PAVEMENT, Brighten The Corners (Matador, 1997)

Ogni disco dei Pavement segna un piccolo cambio di rotta rispetto al precedente. In “Brighten the Corners” questa sterzata risulta soltanto più evidente. Non a caso è il primo disco in cui i Pavement si rivolgono ad un produttore esterno e non a caso scelgono Mitch Easter noto per avere lavorato sui primi due dischi dei R.E.M.. Il risultato è, come ci si potrebbe aspettare, un album che sposta in modo deciso l’attenzione sulle canzoni.

I dodici brani che costituiscono “Brighten the Corners” mostrano più concisione e sobrietà, come avvolti in un’atmosfera di leggerezza e semplicità. I suoni si fanno più asciutti e si avverte uno stacco netto rispetto ai continui cambi di rotta di “Wowee Zowee”, tanto che i punti di riferimento più prossimi paiono i Velvet Underground lievi del terzo disco e appunto i primi lavori dei R.E.M.. Tuttavia, anche con questi cambiamenti, il marchio dei Pavement resta inconfondibile su ogni singola traccia del disco, il loro approccio sghembo e ironico alla musica rimane intatto. Così ecco che una ballata quasi fatata, “Tansport is Arrenged”, giusto a metà sembra prendere un’altra direzione e incamminarsi lungo un intermezzo chitarristico, salvo poi ritrovare la direzione smarrita.
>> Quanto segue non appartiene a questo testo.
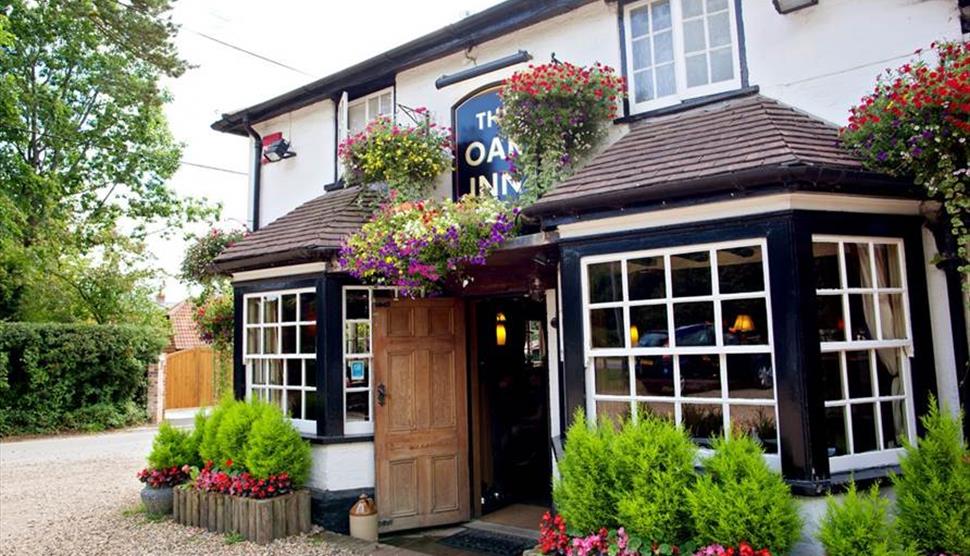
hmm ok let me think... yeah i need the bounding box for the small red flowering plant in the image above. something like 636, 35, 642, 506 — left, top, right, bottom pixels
191, 459, 294, 500
338, 108, 453, 201
137, 465, 189, 489
497, 61, 625, 204
692, 543, 771, 556
841, 41, 970, 274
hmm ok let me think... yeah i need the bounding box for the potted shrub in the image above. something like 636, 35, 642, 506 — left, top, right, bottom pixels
137, 422, 197, 515
337, 108, 453, 201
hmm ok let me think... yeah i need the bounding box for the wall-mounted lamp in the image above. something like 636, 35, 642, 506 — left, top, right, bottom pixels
772, 0, 817, 14
263, 138, 297, 162
495, 311, 507, 346
630, 324, 640, 346
730, 314, 756, 334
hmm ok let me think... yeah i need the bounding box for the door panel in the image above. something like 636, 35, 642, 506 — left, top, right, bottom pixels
374, 298, 469, 532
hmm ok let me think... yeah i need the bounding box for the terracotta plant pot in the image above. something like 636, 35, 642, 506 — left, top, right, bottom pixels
141, 485, 174, 515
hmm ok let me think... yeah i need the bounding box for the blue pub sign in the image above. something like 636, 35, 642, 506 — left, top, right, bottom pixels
453, 87, 523, 201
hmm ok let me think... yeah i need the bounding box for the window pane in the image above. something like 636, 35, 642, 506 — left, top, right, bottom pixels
820, 352, 843, 401
651, 0, 671, 30
874, 243, 902, 288
346, 290, 369, 320
346, 322, 370, 354
594, 357, 629, 396
300, 292, 317, 322
681, 354, 721, 398
826, 406, 848, 456
588, 261, 623, 303
683, 18, 706, 53
630, 5, 649, 37
879, 294, 907, 339
305, 390, 318, 420
246, 298, 260, 324
813, 242, 841, 289
267, 360, 283, 385
708, 12, 731, 48
286, 390, 301, 419
656, 63, 676, 97
683, 404, 723, 448
379, 92, 392, 114
654, 30, 674, 63
683, 0, 703, 18
346, 359, 369, 388
286, 359, 302, 387
844, 243, 872, 288
281, 326, 297, 354
596, 400, 631, 424
673, 302, 715, 346
630, 305, 668, 347
634, 69, 654, 103
671, 251, 710, 297
726, 354, 773, 399
348, 103, 366, 134
368, 97, 379, 118
628, 256, 665, 300
710, 47, 734, 82
717, 246, 764, 293
875, 349, 902, 396
722, 298, 768, 345
346, 391, 370, 422
881, 400, 906, 449
268, 388, 282, 408
686, 54, 708, 87
731, 405, 778, 454
846, 350, 873, 398
305, 359, 317, 388
635, 356, 673, 396
851, 403, 878, 453
707, 0, 728, 10
251, 361, 265, 385
848, 293, 876, 340
638, 401, 674, 421
262, 327, 279, 354
632, 38, 651, 71
591, 307, 624, 348
281, 294, 297, 322
299, 325, 316, 354
263, 296, 279, 323
246, 328, 259, 355
817, 294, 845, 342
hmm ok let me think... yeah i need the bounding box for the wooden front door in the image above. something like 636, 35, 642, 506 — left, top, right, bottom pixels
373, 298, 469, 533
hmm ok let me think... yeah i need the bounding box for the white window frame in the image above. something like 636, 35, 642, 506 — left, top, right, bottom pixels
623, 0, 742, 114
814, 235, 917, 473
242, 288, 317, 435
340, 86, 395, 141
580, 238, 780, 469
342, 285, 399, 435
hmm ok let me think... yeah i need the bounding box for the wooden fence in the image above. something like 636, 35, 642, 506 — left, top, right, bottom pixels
164, 346, 217, 409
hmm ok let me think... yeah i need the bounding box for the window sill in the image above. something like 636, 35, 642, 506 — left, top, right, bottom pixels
300, 433, 374, 445
785, 464, 900, 496
615, 86, 760, 125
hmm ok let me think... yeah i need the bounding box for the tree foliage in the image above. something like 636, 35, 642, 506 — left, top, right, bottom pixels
0, 0, 217, 323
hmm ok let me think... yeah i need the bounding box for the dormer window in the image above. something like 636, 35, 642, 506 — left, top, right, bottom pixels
347, 88, 394, 136
623, 0, 741, 114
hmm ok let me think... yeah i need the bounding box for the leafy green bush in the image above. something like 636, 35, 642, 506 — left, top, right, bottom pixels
0, 323, 165, 436
244, 403, 312, 486
148, 422, 202, 470
894, 400, 970, 554
687, 431, 801, 554
199, 397, 232, 464
615, 414, 697, 545
213, 399, 262, 466
553, 410, 619, 534
818, 482, 917, 556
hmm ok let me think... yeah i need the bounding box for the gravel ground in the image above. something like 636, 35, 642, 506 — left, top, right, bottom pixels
0, 428, 371, 556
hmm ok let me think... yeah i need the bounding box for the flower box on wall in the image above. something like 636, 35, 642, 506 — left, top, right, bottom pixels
173, 487, 311, 545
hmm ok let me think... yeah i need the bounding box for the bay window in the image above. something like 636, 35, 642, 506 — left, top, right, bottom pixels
582, 239, 779, 459
243, 289, 318, 434
623, 0, 741, 113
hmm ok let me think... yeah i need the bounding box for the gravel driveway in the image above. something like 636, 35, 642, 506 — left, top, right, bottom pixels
0, 427, 383, 556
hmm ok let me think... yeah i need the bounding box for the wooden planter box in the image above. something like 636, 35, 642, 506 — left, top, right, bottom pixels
173, 487, 311, 545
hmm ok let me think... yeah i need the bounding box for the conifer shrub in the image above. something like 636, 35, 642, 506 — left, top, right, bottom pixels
687, 431, 801, 554
552, 410, 619, 534
212, 399, 262, 466
147, 421, 200, 470
198, 397, 232, 464
893, 400, 970, 555
817, 482, 917, 556
244, 403, 312, 486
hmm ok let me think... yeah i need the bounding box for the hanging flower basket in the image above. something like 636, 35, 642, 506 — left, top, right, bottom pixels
497, 61, 626, 205
338, 108, 454, 201
338, 194, 518, 296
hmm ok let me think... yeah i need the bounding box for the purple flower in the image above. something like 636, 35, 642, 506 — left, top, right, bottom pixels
876, 151, 889, 162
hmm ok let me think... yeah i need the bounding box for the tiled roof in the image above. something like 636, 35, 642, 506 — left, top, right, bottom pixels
529, 93, 867, 214
213, 186, 376, 272
167, 300, 206, 352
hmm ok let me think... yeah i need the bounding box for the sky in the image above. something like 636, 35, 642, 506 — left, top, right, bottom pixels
157, 0, 504, 302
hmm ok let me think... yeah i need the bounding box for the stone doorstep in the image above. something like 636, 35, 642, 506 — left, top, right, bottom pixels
310, 531, 426, 555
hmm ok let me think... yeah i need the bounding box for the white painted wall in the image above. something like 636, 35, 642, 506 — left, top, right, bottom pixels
307, 441, 375, 492
253, 99, 337, 227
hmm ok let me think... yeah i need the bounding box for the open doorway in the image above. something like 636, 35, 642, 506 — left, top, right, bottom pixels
472, 296, 552, 527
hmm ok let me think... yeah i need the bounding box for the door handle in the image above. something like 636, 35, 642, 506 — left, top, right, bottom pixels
377, 383, 386, 406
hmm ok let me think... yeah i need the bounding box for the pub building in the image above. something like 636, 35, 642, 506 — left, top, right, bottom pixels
209, 0, 968, 540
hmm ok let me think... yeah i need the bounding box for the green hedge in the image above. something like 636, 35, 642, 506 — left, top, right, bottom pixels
0, 323, 166, 436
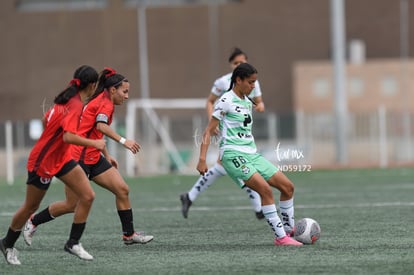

Non mancano del resto i consueti strappi, come “Stereo”, con la sua andatura sbilenca e quell’aria pop irresistibile, o come una delizia di impasti vocali intitolata “We Are UnderUsed”. O ancora come “Embassy Row” che inizia come una filastrocca e si tramuta in una sfuriata che sa tanto di new wave.

Affiora però rispetto al passato un tono più raccolto, in qualche caso più malinconico. In una ballata deliziosa dalle tinte tenui come “Type Slowly” i Pavement mostrano un vena misurata finora nascosta. Lo stesso clima che si avverte in “Tansport is Arrenged”, nell’incedere lento di “Fin” o in quelle alternanze tra silenzio e musica di “Starlings on the Slipstream”.

E poi arrivano quelle canzoni che difficilmente si cancellano dalla memoria. La deliziosa linea melodica di “Shady Lane”, i suoi cambi di ritmo e quella sottile vena di follia che corre lungo i suoi quattro minuti, l’assalto di armonie di “Date with Ikea”, tra Big Star e Guided By Voices.

Insomma nel quarto disco i Pavement smorzano gli angoli e le asperità e mettono in luce grandi canzoni.